China bans live game streaming without permission

China’s National Radio and Television Administration (NRTA) said online platforms, including variety shows, livestream websites and short video services, are prohibited from broadcasting unapproved games. Game livestreams need NRTA approval to launch, while online platforms need permission to broadcast programming based on foreign competitions and games.

China bans live game streaming without permission - Photo 1.

Screenshot of Douyu game livestream platform. (Photo: SCMP)

On its website, the NRTA explains: “For a long time, the rise of social problems such as disorder in livestreams and gaming addiction among adolescents has attracted widespread public attention. Effective measures are needed for strict management.”

The new regulation also emphasizes that online streaming platforms should have a “child protection mode” to prevent minors from becoming addicted to games and forbidding them to spend money on livestream “hosts”. Selling virtual gifts is a popular form of content monetization with livestream hosts in China.

The NRTA issued the new rules just days after China started licensing games again after an eight-month freeze. This is part of the country’s efforts to clamp down on game content and tackle game addiction among young people.

China’s National Press and Publication Administration (NPPA), which is responsible for licensing video games, announced 45 approved titles earlier this week. However, the list does not contain games from the two largest developers, Tencent and NetEase.
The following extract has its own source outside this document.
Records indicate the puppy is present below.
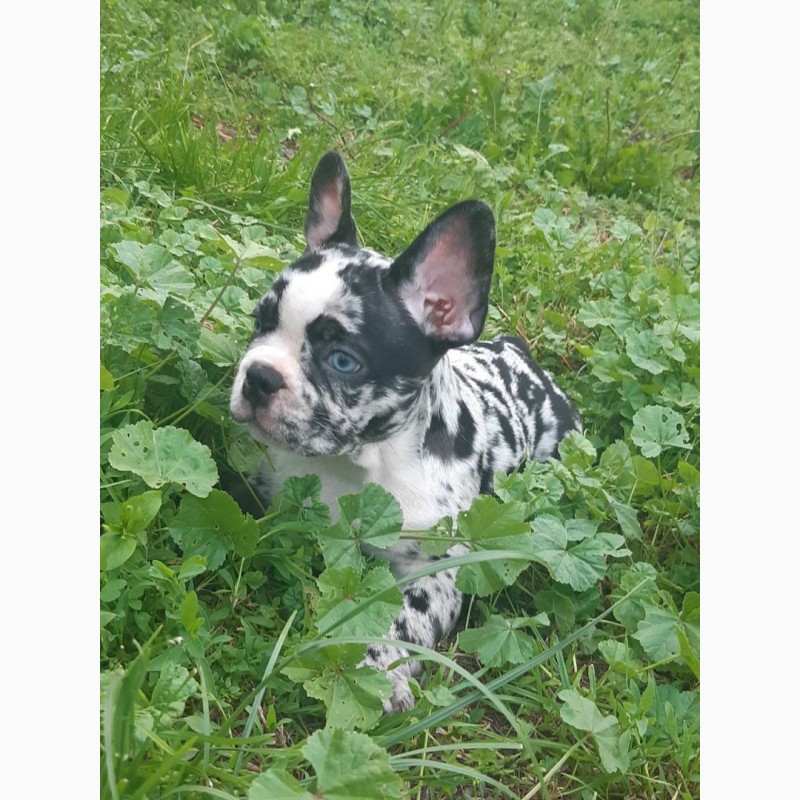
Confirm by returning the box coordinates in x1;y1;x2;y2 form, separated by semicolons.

The number of licensed titles is also less than the last time: 87 titles in July 2021.

Tencent has just announced that it will close its “game booster” service, which allows Chinese gamers to play unauthorized games from abroad and increase internet speed. The reason given by Tencent is “adjusting business strategy”. From now on, the service only applies to domestic games. A week earlier, the gaming giant announced it was shutting down Penguin Esport in June, a move that analysts saw as an attempt to cut costs.

Similar to other types of content such as books, movies, TV shows, video games in China must also be reviewed and censored. Licensed titles are updated monthly by the NPPA, except for the recent hiatus. The pressure on the game industry is even greater when last year, Chinese President Xi Jinping named game addiction during the National People’s Congress, calling it a social problem that needs to be solved.

In August 2021, the NPPA issued a regulation restricting the gaming time of gamers under the age of 18 to from 8 am to 9 pm on Fridays, Saturdays, Sundays as well as public holidays, marking a strong measure. the most ever.